4.10   Außenbeziehungen

4.10.1

Die Außenbeziehungen gehen über die offiziellen Abkommen wie die von der Welthandelsorganisation geschlossenen hinaus. Im Rahmen der Entwicklung der Außendimension der Industriepolitik sollten die EU und die Mitgliedstaaten gemeinsame Standpunkte zu der Frage festlegen, wie bei komplizierten Sachverhalten (insbesondere der Gewährleistung weltweit gleicher Wettbewerbsbedingungen) verfahren werden soll. Da offene Märkte Gegenseitigkeit implizieren, sollte sich die EU ernsthaft mit den konkreten und negativen Verzerrungen beschäftigen, die den Interessen der europäischen Industrie schaden können.

4.10.2

Aus wirtschaftlichen und sicherheitsspezifischen Gründen ist eine reibungslose Energieversorgung unabdingbar. Diese Problematik erfordert ein gesamteuropäisches Vorgehen, insbesondere angesichts der derzeit niedrigen Energiepreise in den USA. Besondere Aufmerksamkeit ist auch den Werkstoffen zu widmen, die für Industrieprozesse von wesentlicher Bedeutung sind.

4.10.3

Internationale Umwelt-, Klima- und Sozialstandards oder entsprechende Branchenabkommen sind für weltweit gleiche Wettbewerbsbedingungen unerlässlich. Sie müssen die Voraussetzungen für den Erhalt von Wertschöpfungsketten im verarbeitenden Gewerbe in Europa schaffen.

4.10.4

Der EWSA unterstreicht die Notwendigkeit, die Rechte des geistigen Eigentums zu schützen. Der Zugang zur öffentlichen Auftragsvergabe im Ausland sollte gewährleistet werden.

4.10.5

Sorgsam ausgehandelte und ausgewogene Freihandelsabkommen – insbesondere mit den USA – sind nachdrücklich zu begrüßen. Eine sorgfältige Überwachung ist in diesem Zusammenhang von grundlegender Bedeutung.

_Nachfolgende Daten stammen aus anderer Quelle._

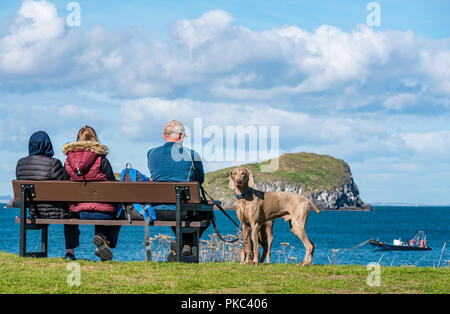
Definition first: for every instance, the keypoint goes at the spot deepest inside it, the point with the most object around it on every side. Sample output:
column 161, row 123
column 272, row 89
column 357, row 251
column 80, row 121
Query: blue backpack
column 135, row 211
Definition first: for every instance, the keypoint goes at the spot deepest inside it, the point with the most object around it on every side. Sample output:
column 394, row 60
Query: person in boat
column 172, row 162
column 86, row 161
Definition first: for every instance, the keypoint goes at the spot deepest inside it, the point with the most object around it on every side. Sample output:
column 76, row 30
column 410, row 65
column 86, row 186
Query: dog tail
column 313, row 206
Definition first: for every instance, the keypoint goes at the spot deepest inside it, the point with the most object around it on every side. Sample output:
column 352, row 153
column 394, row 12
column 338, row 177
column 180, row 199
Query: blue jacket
column 172, row 162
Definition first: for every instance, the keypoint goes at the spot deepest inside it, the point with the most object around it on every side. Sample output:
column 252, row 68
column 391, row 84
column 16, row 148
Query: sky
column 366, row 83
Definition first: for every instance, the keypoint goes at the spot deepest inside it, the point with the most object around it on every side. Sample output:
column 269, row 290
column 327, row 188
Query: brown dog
column 255, row 208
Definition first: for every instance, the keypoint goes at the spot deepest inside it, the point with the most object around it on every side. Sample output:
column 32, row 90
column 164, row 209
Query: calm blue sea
column 331, row 230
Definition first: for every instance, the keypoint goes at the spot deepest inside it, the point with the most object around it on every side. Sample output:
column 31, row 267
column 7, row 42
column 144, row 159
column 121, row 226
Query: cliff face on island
column 326, row 180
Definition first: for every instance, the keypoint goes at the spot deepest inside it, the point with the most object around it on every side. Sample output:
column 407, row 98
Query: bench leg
column 24, row 194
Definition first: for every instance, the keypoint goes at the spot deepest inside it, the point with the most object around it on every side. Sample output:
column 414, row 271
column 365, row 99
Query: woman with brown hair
column 86, row 161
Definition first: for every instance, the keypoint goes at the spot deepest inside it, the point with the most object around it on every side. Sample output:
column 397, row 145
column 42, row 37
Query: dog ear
column 250, row 182
column 231, row 181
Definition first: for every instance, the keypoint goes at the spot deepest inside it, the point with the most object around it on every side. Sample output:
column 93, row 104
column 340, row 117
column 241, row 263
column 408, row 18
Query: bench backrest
column 107, row 191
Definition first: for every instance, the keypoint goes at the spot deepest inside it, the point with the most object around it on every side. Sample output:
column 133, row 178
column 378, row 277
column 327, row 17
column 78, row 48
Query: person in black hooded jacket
column 39, row 165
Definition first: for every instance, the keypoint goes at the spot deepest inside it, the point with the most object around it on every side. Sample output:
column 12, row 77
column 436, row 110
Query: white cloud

Brüssel, den 11. Juli 2013

Der Präsident des Europäischen Wirtschafts- und Sozialausschusses

Henri MALOSSE


(1)  Siehe u.a.: ABl. C 218 vom 23.7.2011, S. 38 – eine Reaktion des EWSA auf die vorhergehende Kommissionsmitteilung zur Industriepolitik von 2010.

(2)  Arbeitsdokument der Kommissionsdienststellen, SWD(2012) 297 final, S. 10 (Anm. d. Übers.: Deutsche Fassung liegt nicht vor).

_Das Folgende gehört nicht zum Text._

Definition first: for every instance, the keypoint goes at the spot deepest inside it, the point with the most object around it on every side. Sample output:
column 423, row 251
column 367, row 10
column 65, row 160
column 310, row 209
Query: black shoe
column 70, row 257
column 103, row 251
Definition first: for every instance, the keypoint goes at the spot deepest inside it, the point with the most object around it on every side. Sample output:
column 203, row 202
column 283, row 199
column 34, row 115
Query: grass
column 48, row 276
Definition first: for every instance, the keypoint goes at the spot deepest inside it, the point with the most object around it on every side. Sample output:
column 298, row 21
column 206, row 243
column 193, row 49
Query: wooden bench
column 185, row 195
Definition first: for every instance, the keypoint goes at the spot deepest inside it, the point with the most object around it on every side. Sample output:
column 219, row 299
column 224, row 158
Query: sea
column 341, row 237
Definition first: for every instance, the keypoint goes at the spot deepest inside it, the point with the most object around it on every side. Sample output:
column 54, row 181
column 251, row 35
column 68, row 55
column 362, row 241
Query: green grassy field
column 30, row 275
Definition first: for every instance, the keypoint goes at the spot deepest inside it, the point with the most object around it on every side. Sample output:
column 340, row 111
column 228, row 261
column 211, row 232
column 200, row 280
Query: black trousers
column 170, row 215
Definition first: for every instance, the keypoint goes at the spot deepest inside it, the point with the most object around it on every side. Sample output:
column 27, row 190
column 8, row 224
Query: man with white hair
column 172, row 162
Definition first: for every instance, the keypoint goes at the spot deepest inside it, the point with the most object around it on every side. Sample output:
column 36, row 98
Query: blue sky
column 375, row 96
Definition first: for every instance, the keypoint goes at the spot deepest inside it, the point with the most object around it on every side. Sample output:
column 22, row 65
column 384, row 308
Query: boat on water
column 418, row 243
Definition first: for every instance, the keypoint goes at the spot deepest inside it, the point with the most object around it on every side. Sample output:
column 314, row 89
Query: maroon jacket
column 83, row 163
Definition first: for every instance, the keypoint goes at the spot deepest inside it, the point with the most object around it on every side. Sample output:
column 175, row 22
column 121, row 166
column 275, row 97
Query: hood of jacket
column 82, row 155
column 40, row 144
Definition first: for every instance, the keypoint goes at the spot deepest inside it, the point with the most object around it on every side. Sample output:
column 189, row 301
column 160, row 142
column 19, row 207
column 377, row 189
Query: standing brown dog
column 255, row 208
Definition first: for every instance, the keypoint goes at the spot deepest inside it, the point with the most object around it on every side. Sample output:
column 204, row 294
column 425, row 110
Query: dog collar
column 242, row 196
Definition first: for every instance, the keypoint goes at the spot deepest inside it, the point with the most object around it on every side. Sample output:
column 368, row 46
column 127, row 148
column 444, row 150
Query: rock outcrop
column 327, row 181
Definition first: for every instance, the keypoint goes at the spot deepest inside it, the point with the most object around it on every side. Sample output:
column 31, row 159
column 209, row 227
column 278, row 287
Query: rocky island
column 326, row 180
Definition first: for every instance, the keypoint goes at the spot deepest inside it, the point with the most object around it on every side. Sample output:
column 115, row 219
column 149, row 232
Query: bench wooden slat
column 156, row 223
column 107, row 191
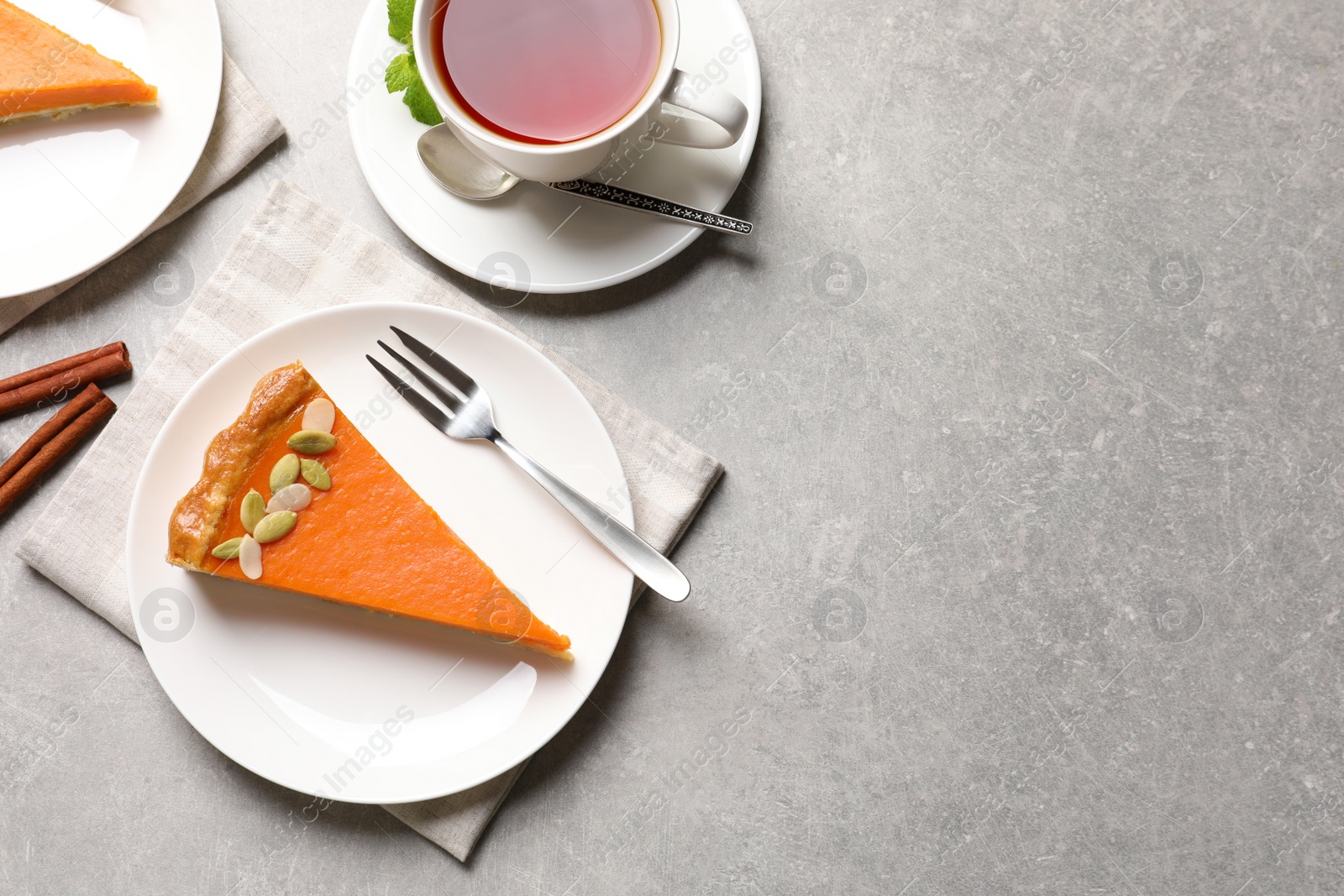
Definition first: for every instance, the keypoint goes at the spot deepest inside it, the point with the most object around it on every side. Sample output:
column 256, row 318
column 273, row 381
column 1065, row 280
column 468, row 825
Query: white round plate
column 365, row 707
column 81, row 190
column 534, row 238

(3)  American Manufacturing Competitiveness Act 2012.

(4)  Global Trends: Alternative Worlds, National Security Council, Dezember 2012, Washington.

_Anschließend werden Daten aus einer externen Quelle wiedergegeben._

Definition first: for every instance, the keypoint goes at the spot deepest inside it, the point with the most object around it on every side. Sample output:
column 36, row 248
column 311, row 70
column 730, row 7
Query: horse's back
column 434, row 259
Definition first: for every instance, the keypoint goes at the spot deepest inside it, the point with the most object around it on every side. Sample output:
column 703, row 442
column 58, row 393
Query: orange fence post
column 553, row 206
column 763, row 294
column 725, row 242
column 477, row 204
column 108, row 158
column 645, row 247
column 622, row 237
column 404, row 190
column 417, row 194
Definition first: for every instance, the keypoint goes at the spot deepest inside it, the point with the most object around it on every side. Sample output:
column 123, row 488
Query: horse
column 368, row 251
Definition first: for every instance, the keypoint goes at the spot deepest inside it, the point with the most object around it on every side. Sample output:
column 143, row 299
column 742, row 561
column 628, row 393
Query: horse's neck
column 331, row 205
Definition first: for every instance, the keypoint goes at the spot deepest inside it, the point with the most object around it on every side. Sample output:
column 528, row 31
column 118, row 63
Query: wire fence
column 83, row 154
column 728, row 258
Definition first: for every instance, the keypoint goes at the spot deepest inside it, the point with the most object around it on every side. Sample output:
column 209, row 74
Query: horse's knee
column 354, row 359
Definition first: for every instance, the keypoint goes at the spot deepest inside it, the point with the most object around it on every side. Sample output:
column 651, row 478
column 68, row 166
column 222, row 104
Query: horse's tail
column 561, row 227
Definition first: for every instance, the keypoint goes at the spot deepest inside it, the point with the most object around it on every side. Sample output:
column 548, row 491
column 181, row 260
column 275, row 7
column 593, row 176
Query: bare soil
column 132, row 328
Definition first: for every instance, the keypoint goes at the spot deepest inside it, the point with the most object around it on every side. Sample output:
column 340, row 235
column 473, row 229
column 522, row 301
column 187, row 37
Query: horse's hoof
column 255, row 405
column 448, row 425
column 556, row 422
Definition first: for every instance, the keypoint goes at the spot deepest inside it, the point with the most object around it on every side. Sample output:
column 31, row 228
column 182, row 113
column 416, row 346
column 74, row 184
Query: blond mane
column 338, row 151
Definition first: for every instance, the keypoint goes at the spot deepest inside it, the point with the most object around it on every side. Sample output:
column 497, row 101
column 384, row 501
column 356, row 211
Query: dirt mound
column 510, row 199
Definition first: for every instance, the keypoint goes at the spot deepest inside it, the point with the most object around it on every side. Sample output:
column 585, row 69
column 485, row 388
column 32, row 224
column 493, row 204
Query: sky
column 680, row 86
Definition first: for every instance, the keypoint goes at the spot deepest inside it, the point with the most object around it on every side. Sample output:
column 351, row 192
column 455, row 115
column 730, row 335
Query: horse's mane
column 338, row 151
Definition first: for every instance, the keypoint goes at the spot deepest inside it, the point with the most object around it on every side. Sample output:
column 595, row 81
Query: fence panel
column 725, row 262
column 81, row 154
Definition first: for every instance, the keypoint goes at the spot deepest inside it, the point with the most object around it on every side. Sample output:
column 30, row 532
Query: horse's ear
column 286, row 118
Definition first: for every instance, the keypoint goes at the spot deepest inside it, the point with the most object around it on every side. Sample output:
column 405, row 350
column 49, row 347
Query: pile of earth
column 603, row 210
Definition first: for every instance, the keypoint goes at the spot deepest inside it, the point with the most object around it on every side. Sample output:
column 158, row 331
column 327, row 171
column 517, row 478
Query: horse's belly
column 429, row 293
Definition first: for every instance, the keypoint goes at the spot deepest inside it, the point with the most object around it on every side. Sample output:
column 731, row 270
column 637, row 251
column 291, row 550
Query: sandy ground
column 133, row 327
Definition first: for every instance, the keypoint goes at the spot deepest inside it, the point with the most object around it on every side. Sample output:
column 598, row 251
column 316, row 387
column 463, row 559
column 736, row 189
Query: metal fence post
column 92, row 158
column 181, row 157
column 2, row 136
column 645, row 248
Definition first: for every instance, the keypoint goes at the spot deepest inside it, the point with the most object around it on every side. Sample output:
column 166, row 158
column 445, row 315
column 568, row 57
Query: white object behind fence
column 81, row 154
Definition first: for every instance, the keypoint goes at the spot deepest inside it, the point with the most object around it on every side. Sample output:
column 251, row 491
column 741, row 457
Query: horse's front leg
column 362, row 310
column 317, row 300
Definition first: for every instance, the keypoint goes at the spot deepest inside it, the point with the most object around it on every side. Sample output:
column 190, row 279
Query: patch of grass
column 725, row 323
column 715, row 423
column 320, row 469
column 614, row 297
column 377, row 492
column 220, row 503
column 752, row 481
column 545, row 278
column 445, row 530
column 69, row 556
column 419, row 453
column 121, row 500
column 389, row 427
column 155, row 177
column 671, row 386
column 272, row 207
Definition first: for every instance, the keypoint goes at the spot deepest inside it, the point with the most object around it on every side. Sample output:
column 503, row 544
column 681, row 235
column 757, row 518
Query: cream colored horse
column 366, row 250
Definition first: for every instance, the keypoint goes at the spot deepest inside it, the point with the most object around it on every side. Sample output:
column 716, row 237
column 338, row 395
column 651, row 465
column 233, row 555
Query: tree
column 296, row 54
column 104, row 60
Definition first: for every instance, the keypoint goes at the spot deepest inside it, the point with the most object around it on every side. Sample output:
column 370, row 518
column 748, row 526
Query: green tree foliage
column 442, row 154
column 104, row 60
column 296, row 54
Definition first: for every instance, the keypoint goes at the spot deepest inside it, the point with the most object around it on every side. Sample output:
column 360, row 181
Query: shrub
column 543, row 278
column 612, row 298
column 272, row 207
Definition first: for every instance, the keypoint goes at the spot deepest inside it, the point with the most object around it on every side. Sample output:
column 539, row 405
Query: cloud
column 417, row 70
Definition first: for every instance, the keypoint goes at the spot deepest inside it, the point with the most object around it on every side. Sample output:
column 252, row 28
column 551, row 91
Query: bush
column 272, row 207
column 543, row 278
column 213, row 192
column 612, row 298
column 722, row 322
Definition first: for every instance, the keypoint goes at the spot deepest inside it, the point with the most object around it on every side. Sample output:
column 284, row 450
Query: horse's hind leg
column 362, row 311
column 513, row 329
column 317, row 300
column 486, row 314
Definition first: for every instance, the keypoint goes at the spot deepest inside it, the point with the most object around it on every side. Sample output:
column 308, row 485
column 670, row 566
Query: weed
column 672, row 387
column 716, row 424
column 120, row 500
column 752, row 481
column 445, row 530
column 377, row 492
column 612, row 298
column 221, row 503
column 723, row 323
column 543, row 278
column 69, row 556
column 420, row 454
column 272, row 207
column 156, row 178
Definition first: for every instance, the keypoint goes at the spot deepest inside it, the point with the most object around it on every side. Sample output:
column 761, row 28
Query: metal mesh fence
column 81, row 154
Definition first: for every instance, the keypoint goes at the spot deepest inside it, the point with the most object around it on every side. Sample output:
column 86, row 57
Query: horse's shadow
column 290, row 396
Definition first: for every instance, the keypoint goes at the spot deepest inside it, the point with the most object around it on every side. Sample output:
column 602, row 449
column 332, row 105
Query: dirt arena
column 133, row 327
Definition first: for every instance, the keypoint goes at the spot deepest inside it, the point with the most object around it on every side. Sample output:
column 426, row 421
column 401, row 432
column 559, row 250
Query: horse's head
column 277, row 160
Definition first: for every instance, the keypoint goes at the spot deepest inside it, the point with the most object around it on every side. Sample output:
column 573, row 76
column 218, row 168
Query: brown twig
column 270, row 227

(5)  US EPA, Study of the Potential Impacts of Hydraulic Fracturing on Drinking Water Resources: Progress Report, Dezember 2012 (http://www2.epa.gov/hfstudy).

(6)  Siehe: State Capitalism, The Economist, Sonderbericht, Januar 2011.

(7)  Industrial Performance Scoreboard and Report on Member States’ Competitiveness, Performance and Policies, Arbeitsdokument der Kommissionsdienststellen, SWD(2012) 298 final, Teil 1, 2, 3 und 4 (Anm.: Deutsche Fassung liegt nicht vor).

(8)  Siehe auch den Cercas-Bericht des EP.

(9)  Siehe Fußnote 7: Arbeitsdokumente der Kommissionsdienststellen, Teile 1-4.

(10)  EU-Richtlinie 2009/125, Oktober 2009.

(11)  "How to build European services markets", John Springford, Centre for European Reform, September 2012, S. 4.